I watched the tip of his tongue peek out to lick a drop of beer from his lower lip. Heat surged through me in a wave. I wanted to lean in. I wanted to nibble on his lower lip. I wondered how he’d taste, all dark beer and warm skin. But no. We weren’t anywhere near nibbling yet.

A slightly shuddering sigh escaped him. “You’re right.” This whole conversation he’d been looking down at the bar, or up at the bottles that lined the top shelves, almost everywhere but at me. But now he pushed away his glass too—no distractions—and turned on his stool to face me. “You’re right,” he said again. “I did say that. And the conversation I was afraid of is the one we’re having right now. Stacey, I . . .” His voice caught, and he spared one sidelong glance at his beer, but turned back to me. “I still remember the first day I saw you, here at this Faire. I don’t remember what you said, but I remember your smile, and as far as I was concerned, that was it. You were it. But I’m . . . you know, me.” There was that awkward laugh again.

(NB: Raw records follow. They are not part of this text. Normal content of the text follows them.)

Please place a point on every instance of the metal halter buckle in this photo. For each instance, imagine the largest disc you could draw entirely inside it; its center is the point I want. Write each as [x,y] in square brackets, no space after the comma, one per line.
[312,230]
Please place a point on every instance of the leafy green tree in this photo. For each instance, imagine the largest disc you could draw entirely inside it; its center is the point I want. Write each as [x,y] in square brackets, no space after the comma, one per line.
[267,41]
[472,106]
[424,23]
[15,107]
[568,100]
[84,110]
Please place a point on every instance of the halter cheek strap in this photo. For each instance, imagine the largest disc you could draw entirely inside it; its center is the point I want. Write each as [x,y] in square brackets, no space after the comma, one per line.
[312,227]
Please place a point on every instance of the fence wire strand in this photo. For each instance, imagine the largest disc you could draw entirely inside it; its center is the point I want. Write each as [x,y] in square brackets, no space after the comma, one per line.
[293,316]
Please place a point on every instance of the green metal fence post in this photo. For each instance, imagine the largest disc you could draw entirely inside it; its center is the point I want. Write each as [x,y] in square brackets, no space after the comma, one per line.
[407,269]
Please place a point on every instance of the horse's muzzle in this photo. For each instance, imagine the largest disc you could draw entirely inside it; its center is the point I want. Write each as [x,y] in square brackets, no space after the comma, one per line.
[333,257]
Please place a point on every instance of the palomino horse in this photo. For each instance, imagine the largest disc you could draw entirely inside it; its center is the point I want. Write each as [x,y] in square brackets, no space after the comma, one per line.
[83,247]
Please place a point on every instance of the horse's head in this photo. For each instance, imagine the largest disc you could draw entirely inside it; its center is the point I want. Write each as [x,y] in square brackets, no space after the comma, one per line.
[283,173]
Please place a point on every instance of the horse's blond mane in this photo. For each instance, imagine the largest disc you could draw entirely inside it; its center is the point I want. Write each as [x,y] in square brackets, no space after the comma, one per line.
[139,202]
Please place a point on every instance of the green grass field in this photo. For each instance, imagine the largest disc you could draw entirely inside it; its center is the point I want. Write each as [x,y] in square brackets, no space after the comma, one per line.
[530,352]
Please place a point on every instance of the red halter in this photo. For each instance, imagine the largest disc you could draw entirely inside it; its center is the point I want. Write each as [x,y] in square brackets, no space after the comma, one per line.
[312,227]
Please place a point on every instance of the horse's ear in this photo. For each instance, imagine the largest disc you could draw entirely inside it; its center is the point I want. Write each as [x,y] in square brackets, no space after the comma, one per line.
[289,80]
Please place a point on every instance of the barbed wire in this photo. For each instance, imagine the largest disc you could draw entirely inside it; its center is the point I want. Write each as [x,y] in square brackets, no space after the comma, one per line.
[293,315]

“And what’s wrong with you?” I asked gently. A little defensively, even. Despite my anger, a protective feeling for Daniel had started to bloom in my chest, and I didn’t want anyone saying anything mean about him. Even Daniel himself.

“Nothing,” he said quickly. “I mean, my self-esteem is fine and all. But put me next to my cousin—any of them—and it’s no contest.”

I opened my mouth to protest, but closed it again. Okay, he had a point. If the members of the Dueling Kilts resembled varsity football stars, Daniel was the AV club geek of the group. Not necessarily unattractive on his own, but not the one that your eye fell on first when he was in a group.

“And my cousin won that contest. Didn’t he?” His voice was grave. “I don’t know how long you two have been . . . well, is together the right word?”